Airline	Airport	Delayed	OnTime
ALASKA	Los Angeles	62	497
ALASKA	Phoenix	12	221
ALASKA	San Diego	20	212
ALASKA	San Francisco	102	503
ALASKA	Seatle	305	1841
AM WEST	Los Angeles	117	694
AM WEST	Phoenix	415	4840
AM WEST	San Diego	65	383
AM WEST	San Francisco	129	320
AM WEST	Seatle	61	201

Relative Performance of Airlines

In order make a comparison between the respective airlines, we will compare their delay rates for all flights:

airline_overall <- summarise(group_by(airline_dt, Airline), rate = sum(Delayed)/sum(Delayed + 
    OnTime))

ggplot(airline_overall, aes(Airline, rate)) + geom_bar(aes(fill = Airline), 
    position = "dodge", stat = "identity")

From the plot above, ALASKA has an overall higher delay rate than AM WEST. We should take a look at the respective delays per airport to draw any conclusion.

airline_dt <- airline_dt %>% mutate(DelayRate = round(Delayed/(Delayed + OnTime), 
    2))

ggplot(airline_dt, aes(Airport, DelayRate)) + geom_bar(aes(fill = Airline), 
    position = "dodge", stat = "identity")

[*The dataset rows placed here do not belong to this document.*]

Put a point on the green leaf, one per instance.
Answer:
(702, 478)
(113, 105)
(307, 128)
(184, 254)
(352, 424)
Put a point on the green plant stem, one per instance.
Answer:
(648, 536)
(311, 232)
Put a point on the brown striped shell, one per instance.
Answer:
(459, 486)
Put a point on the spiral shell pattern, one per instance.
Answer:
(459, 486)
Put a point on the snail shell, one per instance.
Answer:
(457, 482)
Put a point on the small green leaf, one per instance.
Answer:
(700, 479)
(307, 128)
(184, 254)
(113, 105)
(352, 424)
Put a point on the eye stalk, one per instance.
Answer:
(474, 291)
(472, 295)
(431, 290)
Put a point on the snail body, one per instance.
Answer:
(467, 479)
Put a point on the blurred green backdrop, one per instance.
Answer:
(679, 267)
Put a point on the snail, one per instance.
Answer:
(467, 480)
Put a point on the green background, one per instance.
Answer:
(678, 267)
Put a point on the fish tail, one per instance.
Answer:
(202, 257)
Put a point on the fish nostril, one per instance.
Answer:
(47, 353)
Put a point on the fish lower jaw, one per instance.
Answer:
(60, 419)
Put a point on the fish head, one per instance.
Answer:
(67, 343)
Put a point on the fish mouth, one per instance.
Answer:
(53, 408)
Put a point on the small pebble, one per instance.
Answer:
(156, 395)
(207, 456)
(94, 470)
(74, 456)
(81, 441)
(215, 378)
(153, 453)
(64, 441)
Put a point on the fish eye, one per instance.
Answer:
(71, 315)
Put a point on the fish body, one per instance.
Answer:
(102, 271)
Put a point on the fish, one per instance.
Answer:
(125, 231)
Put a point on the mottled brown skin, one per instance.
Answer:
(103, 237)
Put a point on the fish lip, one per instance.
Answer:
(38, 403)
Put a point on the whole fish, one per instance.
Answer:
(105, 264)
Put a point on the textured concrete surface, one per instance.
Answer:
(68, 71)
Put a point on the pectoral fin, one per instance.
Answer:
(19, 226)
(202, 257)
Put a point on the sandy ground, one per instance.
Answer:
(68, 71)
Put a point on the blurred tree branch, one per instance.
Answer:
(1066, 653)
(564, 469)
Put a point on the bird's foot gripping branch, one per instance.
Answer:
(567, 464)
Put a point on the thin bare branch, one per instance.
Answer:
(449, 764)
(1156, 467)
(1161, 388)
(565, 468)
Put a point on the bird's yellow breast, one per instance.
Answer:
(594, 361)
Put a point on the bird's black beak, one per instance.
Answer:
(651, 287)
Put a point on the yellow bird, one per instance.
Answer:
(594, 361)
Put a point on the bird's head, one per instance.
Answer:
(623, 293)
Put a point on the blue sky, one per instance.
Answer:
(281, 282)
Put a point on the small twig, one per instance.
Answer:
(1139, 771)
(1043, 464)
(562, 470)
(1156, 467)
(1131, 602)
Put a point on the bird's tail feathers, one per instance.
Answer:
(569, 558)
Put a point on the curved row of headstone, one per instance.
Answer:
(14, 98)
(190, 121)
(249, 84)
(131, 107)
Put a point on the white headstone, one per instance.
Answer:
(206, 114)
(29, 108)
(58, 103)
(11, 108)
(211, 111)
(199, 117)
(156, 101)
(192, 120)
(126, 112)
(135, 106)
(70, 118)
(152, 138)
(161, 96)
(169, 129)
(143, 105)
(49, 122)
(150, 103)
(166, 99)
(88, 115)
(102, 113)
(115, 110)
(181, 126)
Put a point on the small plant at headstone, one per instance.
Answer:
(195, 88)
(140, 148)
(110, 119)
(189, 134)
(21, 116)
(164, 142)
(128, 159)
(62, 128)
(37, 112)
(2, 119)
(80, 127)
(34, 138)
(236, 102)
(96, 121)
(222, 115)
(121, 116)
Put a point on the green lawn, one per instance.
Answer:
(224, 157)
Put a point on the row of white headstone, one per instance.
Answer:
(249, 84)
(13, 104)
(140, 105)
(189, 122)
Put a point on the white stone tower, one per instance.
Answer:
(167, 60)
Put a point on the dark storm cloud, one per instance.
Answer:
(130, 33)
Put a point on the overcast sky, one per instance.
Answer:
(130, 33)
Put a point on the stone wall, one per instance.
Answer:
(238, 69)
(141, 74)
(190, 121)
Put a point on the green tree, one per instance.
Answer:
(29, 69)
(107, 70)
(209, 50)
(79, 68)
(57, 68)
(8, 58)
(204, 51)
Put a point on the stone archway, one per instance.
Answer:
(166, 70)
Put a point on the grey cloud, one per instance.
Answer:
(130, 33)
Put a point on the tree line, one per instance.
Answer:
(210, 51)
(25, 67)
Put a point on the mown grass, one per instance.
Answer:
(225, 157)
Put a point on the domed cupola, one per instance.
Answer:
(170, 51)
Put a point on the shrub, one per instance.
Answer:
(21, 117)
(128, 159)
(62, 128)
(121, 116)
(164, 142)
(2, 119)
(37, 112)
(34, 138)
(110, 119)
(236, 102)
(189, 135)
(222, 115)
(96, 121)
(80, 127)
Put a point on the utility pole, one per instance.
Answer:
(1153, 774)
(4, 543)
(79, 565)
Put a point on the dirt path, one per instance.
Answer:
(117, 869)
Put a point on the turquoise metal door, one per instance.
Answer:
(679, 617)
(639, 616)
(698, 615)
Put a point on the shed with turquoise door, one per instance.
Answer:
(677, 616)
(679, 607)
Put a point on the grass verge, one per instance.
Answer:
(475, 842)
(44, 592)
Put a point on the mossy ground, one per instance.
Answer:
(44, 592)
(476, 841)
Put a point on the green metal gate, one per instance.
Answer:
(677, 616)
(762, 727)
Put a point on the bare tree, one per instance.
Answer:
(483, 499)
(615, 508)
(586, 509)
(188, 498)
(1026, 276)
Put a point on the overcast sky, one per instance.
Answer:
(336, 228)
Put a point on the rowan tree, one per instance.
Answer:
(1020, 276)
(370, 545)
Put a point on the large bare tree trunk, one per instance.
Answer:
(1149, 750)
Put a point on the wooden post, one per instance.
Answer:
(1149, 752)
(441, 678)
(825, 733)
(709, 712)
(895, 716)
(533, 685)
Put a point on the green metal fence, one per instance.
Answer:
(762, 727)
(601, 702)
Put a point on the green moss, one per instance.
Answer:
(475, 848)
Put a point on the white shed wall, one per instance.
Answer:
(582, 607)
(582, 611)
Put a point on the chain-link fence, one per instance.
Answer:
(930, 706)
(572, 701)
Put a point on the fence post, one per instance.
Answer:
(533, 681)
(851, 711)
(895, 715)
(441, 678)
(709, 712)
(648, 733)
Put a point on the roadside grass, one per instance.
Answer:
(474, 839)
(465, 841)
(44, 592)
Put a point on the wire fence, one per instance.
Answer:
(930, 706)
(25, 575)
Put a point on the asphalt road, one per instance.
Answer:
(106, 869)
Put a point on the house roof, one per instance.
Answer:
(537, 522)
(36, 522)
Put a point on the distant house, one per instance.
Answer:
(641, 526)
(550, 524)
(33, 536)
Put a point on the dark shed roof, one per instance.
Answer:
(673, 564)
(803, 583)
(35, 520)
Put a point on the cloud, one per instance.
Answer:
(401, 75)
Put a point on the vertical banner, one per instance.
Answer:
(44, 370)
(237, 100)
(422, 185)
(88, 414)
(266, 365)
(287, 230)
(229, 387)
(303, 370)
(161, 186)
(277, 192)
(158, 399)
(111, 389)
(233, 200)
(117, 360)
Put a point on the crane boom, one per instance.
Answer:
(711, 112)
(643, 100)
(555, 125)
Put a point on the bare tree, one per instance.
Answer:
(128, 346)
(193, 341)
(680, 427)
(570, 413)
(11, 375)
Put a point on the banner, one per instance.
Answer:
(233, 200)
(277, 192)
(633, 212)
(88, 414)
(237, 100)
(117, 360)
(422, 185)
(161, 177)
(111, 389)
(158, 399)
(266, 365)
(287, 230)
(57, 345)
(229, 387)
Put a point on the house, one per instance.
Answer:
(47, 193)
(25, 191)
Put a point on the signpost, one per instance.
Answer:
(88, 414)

Comparing the two plots seems unusual. ALASKA has the largest aggregate delay rate relative AM WEST, but AM WEST has the largest delay rate throughout airports. The reason behind this could be the skewed effect due to specific traffic towards an airport. Let’s look at the number of flights for each respective airport and the airlines’ performance.

airport_delay <- airline_dt %>% gather(status, depart, Delayed, OnTime)

ggplot(airport_delay, aes(x = Airline, y = depart, fill = status)) + geom_bar(position = "stack", 
    stat = "identity") + facet_grid(~Airport)

From above, it is obvious that that the major hub of Phoneix for AM WEST skewed the reults against ALASKA for the overall delay rate.